Police arrested 45 year old Arifkhodzhaev, a Muslim known for criticizing the regime’s religious policy, in June 2021. At a closed court hearing in January 2022, the Olmazor District Criminal Court of Tashkent sentenced him to seven and a half years in a corrective labor camp. In December 2025 the authorities released him, while the court imposed restrictions on him. Arifkhodzhaev is forbidden to leave Tashkent, use the internet, or attend gatherings, including the mosque. He is allowed to leave home only for work, although he is currently unable to find a job.
After Arifkhodzhaev visited the mosque to pray for his sick mother, probation officers summoned him and showed him footage from the surveillance cameras.
The regime has long kept places of worship under surveillance. Since 2018 mosques have been required to pay for the installation of surveillance cameras, controlled by the regime, both inside and outside the buildings. At the beginning of 2022 the Ministry of Internal Affairs also required non Muslim communities to install cameras.
Representatives of Muslim and non Muslim religious communities in Uzbekistan said that some people have stopped attending services out of fear of being identified and subjected to repression by the state.
Uzbekistan ranks third in size among the five Central Asian states and has the largest population, about 35 million people.

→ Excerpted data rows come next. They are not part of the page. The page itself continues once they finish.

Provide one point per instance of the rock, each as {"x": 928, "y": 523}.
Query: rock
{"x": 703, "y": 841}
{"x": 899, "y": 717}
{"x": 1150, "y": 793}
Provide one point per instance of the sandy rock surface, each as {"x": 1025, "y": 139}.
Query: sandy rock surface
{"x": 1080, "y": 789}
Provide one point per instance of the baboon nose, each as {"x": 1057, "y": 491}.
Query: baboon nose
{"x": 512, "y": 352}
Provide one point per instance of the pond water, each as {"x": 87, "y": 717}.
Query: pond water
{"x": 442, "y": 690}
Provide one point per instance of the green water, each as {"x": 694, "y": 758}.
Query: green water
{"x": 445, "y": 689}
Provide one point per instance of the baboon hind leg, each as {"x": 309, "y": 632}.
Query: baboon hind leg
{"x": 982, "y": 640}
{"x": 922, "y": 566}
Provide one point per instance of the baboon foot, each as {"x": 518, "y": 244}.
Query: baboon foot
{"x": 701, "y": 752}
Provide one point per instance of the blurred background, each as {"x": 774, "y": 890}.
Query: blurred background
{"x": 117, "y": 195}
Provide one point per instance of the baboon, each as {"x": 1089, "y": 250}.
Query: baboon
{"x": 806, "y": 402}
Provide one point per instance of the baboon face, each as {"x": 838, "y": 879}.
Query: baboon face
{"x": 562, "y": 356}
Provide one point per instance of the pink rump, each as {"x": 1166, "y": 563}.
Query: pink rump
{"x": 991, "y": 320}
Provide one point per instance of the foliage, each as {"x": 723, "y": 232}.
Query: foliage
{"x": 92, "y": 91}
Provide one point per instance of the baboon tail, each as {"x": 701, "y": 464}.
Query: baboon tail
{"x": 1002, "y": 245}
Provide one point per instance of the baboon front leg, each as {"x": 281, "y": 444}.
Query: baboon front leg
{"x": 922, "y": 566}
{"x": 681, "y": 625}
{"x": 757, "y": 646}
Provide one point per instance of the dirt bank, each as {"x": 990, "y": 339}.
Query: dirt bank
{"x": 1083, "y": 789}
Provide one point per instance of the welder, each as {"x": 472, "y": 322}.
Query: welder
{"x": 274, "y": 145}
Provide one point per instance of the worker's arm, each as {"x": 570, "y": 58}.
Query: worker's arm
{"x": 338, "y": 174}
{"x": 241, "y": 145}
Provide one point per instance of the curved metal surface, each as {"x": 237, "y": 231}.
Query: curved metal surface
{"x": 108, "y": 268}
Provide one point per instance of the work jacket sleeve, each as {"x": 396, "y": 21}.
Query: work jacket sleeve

According to official statistics, more than 83 percent of the population are ethnic Uzbeks, mainly of Sunni background, about 9 percent belong to other Central Asian ethnic groups. Russians and other ethnic groups, mainly of the Orthodox Christian faith, make up about 7 percent.
Freedom of religion and belief remains severely restricted in Uzbekistan. An analysis of a survey conducted by Forum 18 documents the following violations. Imprisonment and torture of prisoners of conscience whose only crime is exercising freedom of religion and belief. A ban on educational and religious gatherings without state permission. Full state control over all manifestations of Islam. Censorship and destruction of religious literature.